Полторак сел рядом с Надеждой Антоновной.

– О чем ты говоришь, Надежда? – сказал он. – Ты спала, я бодрствовал. Они хоронили нас. Да, это хуже для твоего сына, потому что они хоронили и его. Но все равно. Я бодрствовал, и это не страшно, в бессоннице приходит непонятное, фантастическое, как эти похороны. Ты читаешь газету времени. У нас будет гофмановская ночь пира во время чумы, за теми флажками, о которых я говорил утром. Я совсем, совсем болен. Я брежу. Я говорил сегодня с рабочими, они хлопали меня по плечу, как дурака, – и они есть Гофман, отравивший нашу реальность.

Постучали в дверь. Вошел курьер.

– Телеграмма.

В телеграмме значилось:

«Сейчас умерла Вера мы обе говорим тебе будь проклят мерзавец».

В Москве на Владимире-Долгоруковской, в квартире Евгения Евгеньевича Полторака, величествовали красное дерево, строгий покой, тишина. Квартира на Живодерке была – «домом». В кабинете на письменном столе давили стол бронзовые подсвечники и наяды чернильного прибора, также бронзового. В этих подсвечниках горели свечи. На павловском диване в кабинете умирала Вера Григорьевна. Гардины охраняли тишину. И еще горела свеча на столике около дивана, среди лекарств. На столике лежал серебряный александровский звонок.

Вера Григорьевна была одна. Глаза ее были закрыты. Покойная тишина стыла в кабинете, в неподвижной ночи. Вера Григорьевна, красавица, лежала неподвижно, очень покойно, руки ее легли над одеялом. И тогда она позвонила, долго дотягиваясь до звонка, не открывая глаз, чуть слышно. Вошла Софья Григорьевна, со свечою в руке, в ночном халате. Старшая сестра казалась много утомленней и непокойней, чем младшая.

– Ты звонила, Вера?

– Да, я умираю, Софья. Я чувствую, как в меня входит смерть. – Вера Григорьевна говорила беззвучно, глубоким шепотом, чуть шевеля губами. – Я уже не человек. Мне покойно думать, что сейчас последний раз в жизни, – она повторила, споткнувшись на слове, – в жизни я бралась за звонок.

Лицо Веры Григорьевны оставалось очень покойным, она не открывала глаз, ее губы чуть-чуть шевелились.
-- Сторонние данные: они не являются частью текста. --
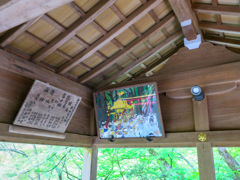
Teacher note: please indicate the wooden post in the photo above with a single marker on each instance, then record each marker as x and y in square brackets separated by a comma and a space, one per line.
[201, 120]
[205, 161]
[89, 171]
[204, 149]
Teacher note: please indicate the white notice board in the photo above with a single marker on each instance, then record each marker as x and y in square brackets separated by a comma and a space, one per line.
[47, 107]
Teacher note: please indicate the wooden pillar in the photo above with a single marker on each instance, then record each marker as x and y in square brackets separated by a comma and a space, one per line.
[89, 171]
[205, 161]
[204, 149]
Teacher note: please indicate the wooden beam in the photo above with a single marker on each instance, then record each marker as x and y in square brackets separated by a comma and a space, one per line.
[73, 29]
[219, 27]
[112, 60]
[222, 10]
[70, 140]
[157, 63]
[89, 171]
[29, 70]
[77, 9]
[134, 17]
[59, 52]
[17, 12]
[9, 36]
[208, 76]
[183, 11]
[150, 53]
[180, 139]
[205, 161]
[222, 41]
[208, 91]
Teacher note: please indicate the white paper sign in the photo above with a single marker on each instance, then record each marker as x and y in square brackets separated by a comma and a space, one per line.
[48, 108]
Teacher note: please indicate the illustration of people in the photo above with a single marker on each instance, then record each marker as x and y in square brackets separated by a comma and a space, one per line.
[153, 129]
[142, 127]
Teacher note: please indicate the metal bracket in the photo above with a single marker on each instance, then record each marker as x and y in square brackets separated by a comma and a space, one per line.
[193, 44]
[148, 139]
[110, 138]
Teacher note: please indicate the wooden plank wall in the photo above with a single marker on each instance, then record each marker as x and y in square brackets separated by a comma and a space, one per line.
[15, 87]
[213, 68]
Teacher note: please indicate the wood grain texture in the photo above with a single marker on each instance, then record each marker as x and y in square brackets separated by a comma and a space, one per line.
[134, 17]
[73, 29]
[32, 71]
[200, 111]
[205, 161]
[14, 89]
[222, 10]
[90, 164]
[70, 140]
[14, 33]
[17, 12]
[183, 11]
[154, 50]
[109, 62]
[225, 28]
[186, 139]
[177, 114]
[205, 56]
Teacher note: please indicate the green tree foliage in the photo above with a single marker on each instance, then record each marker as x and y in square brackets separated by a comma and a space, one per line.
[24, 161]
[38, 162]
[147, 164]
[226, 162]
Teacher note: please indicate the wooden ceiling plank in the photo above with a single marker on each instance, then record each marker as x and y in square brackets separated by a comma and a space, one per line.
[8, 37]
[98, 27]
[222, 10]
[165, 43]
[222, 40]
[134, 17]
[76, 8]
[122, 17]
[72, 30]
[32, 71]
[180, 139]
[58, 51]
[157, 63]
[17, 12]
[183, 11]
[53, 22]
[112, 60]
[35, 38]
[219, 27]
[17, 52]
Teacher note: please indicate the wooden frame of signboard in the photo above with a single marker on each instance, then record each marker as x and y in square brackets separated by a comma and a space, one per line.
[159, 119]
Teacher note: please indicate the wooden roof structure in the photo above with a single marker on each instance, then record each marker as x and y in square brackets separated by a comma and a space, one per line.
[86, 45]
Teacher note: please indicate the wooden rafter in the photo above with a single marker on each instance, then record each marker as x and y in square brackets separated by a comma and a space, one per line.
[222, 41]
[222, 10]
[77, 9]
[112, 60]
[73, 29]
[134, 17]
[16, 12]
[183, 11]
[59, 52]
[75, 38]
[153, 51]
[219, 27]
[155, 64]
[15, 32]
[32, 71]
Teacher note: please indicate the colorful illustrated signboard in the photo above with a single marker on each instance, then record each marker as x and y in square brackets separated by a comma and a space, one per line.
[47, 107]
[129, 112]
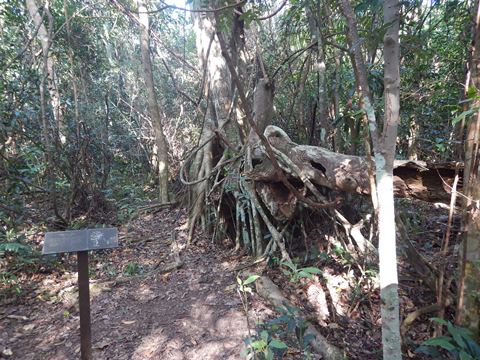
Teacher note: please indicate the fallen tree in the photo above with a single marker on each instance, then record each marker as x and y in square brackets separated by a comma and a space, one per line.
[307, 166]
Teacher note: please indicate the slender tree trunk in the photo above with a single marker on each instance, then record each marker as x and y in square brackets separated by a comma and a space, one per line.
[153, 106]
[384, 158]
[44, 39]
[469, 284]
[384, 151]
[320, 67]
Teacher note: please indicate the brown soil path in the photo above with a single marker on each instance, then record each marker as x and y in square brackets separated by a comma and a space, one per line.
[193, 312]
Она замолчала. Сестра склонилась над нею, губы сестры скосились судорогою боли. Сестра поставила свою свечу на столик к дивану и потушила. Свет потухающей свечи скользнул по лицу умирающей, – Вера Григорьевна чуть-чуть улыбнулась.

– Позови Евгения, он здесь, я слышу, – прошептала Вера Григорьевна.

– Его нет, он уехал по делу в Коломну, – ответила Софья Григорьевна и оглянулась на комнату.

На письменном столе горели свечи, догорали, забытые после доктора, который рецептов уже не писал. Софья Григорьевна поднялась, чтобы погасить свечи, но ее остановила Вера Григорьевна, – она опять шептала и улыбалась. Софья Григорьевна склонилась над сестрой.

– Все бывает страшно первый раз, слышишь, Евгений. Это сказал ты, – ты не прав. Что ты сделал, Евгений? – что ты сделал? – ты меня не любишь, разве ты меня любишь? – Мне стыдно перед Софьей, мне стыдно перед всем миром… Я разбудила тебя, ты спал… я так давно зову тебя…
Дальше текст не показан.